Se llamaba DeNice y parecía demasiado joven para estar en cuarto. Era bajita y llevaba trenzas.
Eleanor hizo un gesto negativo con la cabeza pero no respondió.
—Esas tías no valen nada —prosiguió DeNice—. Son unas pobres desgraciadas.
—Ajá —asintió la otra.
Eleanor creía que se llamaba Beebi. Esta última era lo que la madre de Eleanor llamaría «una chica gruesa». Mucho más que Eleanor. Incluso su equipo de gimnasia era de otro color, como si lo hubieran confeccionado especialmente para ella. La idea hizo que Eleanor se sintiera culpable de encontrarse tan a disgusto en su propio cuerpo… y también que se preguntara por qué la habían nombrado a ella gorda oficial de la clase.
Tiraron las compresas a la basura y pusieron encima toallas de papel mojadas para que nadie las viera.
Si DeNice y Beebi no hubieran estado allí, Eleanor se habría guardado unas cuantas, las que no estaban pintadas, porque, por el amor de Dios, menudo desperdicio.
Llegó tarde a comer y también a literatura. Y de no haber sabido ya que el cretino del asiático le gustaba, lo habría comprendido entonces.
Porque después de todo lo sucedido durante los últimos cuarenta y cinco minutos —y durante las últimas veinticuatro horas— no pensaba en nada más que en volver a ver a Park.
park
Cuando subieron al autobús, Eleanor aceptó el Walkman sin poner objeciones. Ni siquiera hizo falta que él lo pusiera en marcha. Y en la parada anterior a la suya, Eleanor se lo devolvió.
—Te lo dejo si quieres —dijo Park con voz queda—. Así podrás oír la cinta entera.
—¿Y si lo rompo? —preguntó ella.
—No lo vas a romper.
—¿Y si te gasto las pilas?
—No te preocupes por las pilas.
En aquel momento, ella lo miró a los ojos, quizá por primera vez desde que se conocían. Iba aún más despeinada que por la mañana, el pelo aún más crespo y rizado, como si se hubiera hecho un gigantesco peinado afro de color rojo. Sin embargo, tenía una expresión mortalmente seria, fría y formal. Cualquiera de los tópicos que emplea la gente para hablar de Clint Eastwood habría servido para describir la expresión de Eleanor.

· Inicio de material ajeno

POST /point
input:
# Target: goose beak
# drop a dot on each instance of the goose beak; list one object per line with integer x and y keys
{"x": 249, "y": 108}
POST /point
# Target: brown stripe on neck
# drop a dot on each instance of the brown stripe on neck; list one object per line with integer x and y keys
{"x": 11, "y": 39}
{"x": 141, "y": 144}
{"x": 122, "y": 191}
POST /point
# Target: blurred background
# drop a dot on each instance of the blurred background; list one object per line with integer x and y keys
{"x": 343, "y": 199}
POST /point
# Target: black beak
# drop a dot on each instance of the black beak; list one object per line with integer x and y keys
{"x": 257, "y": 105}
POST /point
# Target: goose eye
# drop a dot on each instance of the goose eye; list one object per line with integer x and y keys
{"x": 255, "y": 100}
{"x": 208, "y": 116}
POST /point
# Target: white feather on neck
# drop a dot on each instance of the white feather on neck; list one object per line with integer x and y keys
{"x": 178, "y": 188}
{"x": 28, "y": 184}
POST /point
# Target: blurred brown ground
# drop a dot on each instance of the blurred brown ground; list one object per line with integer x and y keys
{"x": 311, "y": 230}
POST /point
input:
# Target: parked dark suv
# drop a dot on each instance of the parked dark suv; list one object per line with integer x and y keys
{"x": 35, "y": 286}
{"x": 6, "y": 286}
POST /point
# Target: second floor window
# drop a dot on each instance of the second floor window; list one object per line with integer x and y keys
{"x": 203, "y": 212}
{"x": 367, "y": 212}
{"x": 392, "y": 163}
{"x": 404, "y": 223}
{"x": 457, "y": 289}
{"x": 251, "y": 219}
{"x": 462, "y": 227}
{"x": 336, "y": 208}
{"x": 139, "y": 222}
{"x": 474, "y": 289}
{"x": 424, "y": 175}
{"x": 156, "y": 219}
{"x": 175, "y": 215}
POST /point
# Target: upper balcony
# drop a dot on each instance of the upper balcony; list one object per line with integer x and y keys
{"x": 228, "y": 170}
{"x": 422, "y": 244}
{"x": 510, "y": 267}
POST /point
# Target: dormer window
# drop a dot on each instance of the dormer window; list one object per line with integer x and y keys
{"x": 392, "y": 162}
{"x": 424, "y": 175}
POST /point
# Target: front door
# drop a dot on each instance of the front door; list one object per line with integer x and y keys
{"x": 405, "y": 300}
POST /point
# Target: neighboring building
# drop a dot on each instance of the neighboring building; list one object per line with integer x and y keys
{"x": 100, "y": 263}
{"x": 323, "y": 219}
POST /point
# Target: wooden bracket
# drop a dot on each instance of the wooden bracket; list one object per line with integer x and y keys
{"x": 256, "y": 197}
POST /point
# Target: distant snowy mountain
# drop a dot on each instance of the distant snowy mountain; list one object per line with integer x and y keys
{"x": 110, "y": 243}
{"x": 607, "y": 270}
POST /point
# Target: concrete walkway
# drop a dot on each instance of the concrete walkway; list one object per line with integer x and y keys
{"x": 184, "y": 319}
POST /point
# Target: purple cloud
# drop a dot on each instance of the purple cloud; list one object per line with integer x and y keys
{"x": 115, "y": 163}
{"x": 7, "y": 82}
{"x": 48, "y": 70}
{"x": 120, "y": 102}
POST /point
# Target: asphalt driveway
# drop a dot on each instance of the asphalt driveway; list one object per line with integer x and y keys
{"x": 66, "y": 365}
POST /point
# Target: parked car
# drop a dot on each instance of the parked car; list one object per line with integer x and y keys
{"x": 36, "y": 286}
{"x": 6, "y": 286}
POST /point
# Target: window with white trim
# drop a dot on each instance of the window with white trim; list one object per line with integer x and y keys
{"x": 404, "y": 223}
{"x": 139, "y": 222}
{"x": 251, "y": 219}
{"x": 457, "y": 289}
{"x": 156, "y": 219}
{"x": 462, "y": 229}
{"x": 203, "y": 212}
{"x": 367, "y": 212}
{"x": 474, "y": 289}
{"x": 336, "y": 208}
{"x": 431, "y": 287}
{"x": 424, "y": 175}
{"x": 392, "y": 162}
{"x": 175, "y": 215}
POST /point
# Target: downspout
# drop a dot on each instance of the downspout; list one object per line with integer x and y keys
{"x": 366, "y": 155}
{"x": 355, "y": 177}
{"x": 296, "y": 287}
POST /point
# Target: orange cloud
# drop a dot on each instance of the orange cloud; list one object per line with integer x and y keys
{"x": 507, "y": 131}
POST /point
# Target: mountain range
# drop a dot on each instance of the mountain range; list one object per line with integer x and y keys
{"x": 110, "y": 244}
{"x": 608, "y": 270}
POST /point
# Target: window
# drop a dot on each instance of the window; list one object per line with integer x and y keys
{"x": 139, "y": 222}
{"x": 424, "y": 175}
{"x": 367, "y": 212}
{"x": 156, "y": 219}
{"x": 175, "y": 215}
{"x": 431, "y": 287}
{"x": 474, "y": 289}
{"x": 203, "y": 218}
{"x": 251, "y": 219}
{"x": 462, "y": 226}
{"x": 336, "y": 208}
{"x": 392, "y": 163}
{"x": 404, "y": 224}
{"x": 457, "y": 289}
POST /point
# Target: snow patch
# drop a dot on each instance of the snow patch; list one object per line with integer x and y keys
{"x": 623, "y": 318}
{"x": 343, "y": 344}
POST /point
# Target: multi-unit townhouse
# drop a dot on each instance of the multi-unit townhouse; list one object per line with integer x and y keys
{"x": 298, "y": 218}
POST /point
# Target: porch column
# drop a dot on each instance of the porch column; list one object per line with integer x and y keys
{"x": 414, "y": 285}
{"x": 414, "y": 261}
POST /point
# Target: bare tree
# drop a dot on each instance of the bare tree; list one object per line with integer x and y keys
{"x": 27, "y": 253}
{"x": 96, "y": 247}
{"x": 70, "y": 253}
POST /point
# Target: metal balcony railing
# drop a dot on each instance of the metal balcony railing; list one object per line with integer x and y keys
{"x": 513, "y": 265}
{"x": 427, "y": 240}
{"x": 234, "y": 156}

—¿De verdad? —preguntó ella—. ¿No te importa que las gaste?
—Solo son pilas —repuso Park.
Eleanor sacó las pilas y la cinta del Walkman y le devolvió el aparato a Park. Luego se bajó del autobús sin mirar atrás.
Jo, qué rara era.
eleanor
Las pilas empezaron a fallar a la una de la madrugada, pero Eleanor siguió oyendo música una hora más, hasta que dejó de oír las voces.